Meanwhile, ABC, which most media observers thought would dip in 18-49 delivery early in the season without Monday Night Football, remains the leader in the demo. Its schedule may be less stable than CBS’, but it programs some of the hottest shows on TV: reality hit Dancing With the Stars, veteran drama trio of Grey’s Anatomy, Desperate Housewives and Lost, and freshman hit Ugly Betty.

But ABC entertainment president Steve McPherson is loathe to predict an 18-49 win over Fox just yet. “With 47 hours of American Idol on its schedule beginning in January, Fox will be hard to beat,” said McPherson.

At this point in the season, McPherson said he is not leaning toward going for Fox’s jugular by placing Dancing With the Stars in March directly against Idol. “We are trying to rebuild this network night by night, like we did this season with Thursdays,” he said.

While moving Grey’s Anatomy from 10 p.m. Sundays to Thursdays at 9 has not increased that show’s 18-49 rating (8.3), it has given the ABC sales department a big-ticket show to lure big-spending movie and retail advertisers. McPherson’s other decision, moving Ugly Betty from its originally planned 8 p.m. Friday at 8 slot to Thursdays at 8 has resulted in the show producing a 4.2 18-49 rating, much higher than it would have done on Friday.

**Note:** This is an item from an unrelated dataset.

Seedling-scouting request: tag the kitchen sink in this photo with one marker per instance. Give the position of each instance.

Not all has been smooth for ABC. Only two of the eight new shows ABC has put on can be considered keepers for next season (Ugly Betty and Brothers & Sisters). But Starcom’s Armando believes the network can follow a similar pattern to CBS, which took nearly a decade to rebuild itself. “It’s about finding a few pieces a year,” Armando said. “Little by little, ABC will move toward the stability that CBS now has, but it can’t be done in one or two seasons.”

McPherson does acknowledge that how the network finishes the season in the 18-49 race will depend heavily on Lost. “We are hoping 16 first-run, back-to-back episodes will help us” draw a larger audience, he said. He added that when the series returns, it would drill deeper back into the core storyline.

Until Lost and Dancing return on ABC, CBS’ Kahl believes his net can make tracks. “Where the other networks will struggle in December and January with their serialized repeats, our procedurals tend to repeat remarkably strong,” said Kahl. But he stopped short of predicting an 18-49 victory for the season. “It’s nice to be in the 18-49 mix, but our main goal is still to win 25-54. If our 25-54 numbers are doing as well as we hope, then our 18-49 numbers will make us competitive.”